翻って日本の政局を見るに、例えば八幡和郎さんなどは先月初旬「いつか来るポスト安倍時代の首相像はかくあるべし」と題し、次の7点を条件として挙げられていました--①高い知的能力と専門的知見、②重要閣僚ポストなどの経験、③本格的な国際経験と語学力、④優秀なブレーン集団をあらかじめ持つ、⑤国民に対する誠実な対応と説明能力、⑥タフな肉体と精神、⑦個人的なスキャンダルをあらかじめ整理すべし
先ずポスト安倍と言った場合に、21年9月迄の自民党総裁任期を全うしないで辞めるケースと、全うして次の誰かに代わるケースが考えられます。前者では、来春の統一地方選挙および来夏の参議院議員選挙、取り分け参院選で大敗を喫するようなことがあれば、安倍政権が早期退陣を迫られる状況も生じてくるかもしれません。

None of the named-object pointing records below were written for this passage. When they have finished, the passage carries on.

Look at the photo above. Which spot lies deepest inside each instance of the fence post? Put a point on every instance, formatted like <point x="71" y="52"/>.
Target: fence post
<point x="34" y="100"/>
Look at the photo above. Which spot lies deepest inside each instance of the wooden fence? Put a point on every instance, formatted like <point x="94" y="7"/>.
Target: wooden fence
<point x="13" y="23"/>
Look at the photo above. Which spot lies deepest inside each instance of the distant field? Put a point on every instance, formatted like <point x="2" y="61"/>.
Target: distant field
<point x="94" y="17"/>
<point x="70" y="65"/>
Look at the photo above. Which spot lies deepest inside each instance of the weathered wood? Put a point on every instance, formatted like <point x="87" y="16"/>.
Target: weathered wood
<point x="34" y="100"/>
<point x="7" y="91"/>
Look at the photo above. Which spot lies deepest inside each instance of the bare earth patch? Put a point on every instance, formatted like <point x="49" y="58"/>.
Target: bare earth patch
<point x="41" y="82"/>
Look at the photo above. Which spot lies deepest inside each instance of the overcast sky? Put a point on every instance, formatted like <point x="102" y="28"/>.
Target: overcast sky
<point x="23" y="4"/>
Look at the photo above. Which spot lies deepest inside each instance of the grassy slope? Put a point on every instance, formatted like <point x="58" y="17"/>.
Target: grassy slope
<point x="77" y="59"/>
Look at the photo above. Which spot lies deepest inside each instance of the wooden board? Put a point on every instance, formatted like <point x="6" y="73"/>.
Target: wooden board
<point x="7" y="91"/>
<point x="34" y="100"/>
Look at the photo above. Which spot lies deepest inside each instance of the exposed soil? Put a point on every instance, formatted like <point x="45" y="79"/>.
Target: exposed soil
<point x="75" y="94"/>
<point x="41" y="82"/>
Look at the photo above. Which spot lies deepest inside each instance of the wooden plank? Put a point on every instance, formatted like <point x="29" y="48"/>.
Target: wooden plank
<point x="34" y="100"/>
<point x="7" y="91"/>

あるいは、『安倍晋三「任期3年」を蝕む難病進行「最悪の事態」』(18年10月9日)といったような噂も絶えず流れています。私見を申し上げれば、体調不良に陥っている人が、あれだけの激務を熟すのは不可能だと思われ、此の類は全てフェイクニュースだろうと思います。但し、万万一仮にそういう状況が生じるとしたら、やはり菅義偉官房長官が後継首相となるべきでしょう。それは、これまで安倍政権を支えてきた者の責任だと思うものです。
次に、上記任期を全う出来たケースはどうでしょうか。今月も「ポスト安倍レース、6人の混戦模様でスタート」(18年10月13日)等の記事や、「ポスト安倍は進次郎氏、石破氏に集中」(18年10月15日)といった世論調査の結果が出ていましたが、色々な候補者が挙げられる中で今後様々な局面を経、次第に頭角を現して行くことになるでしょう。
あるいは、此の3年の間に今下馬評に上っていない人が浮上してくることも考えられます。政治の世界とは一寸先は闇とずっと言われているわけで、もしそうだとしたら今3年後の日本の指導者を誰にするかをトピックにするは“too early”ですし、ひょっとしたら大きな間違いを犯す可能性があるのではと思います。個人的には、ポスト安倍は今俎上に載せられた人ではないかもしれない、という気がしています。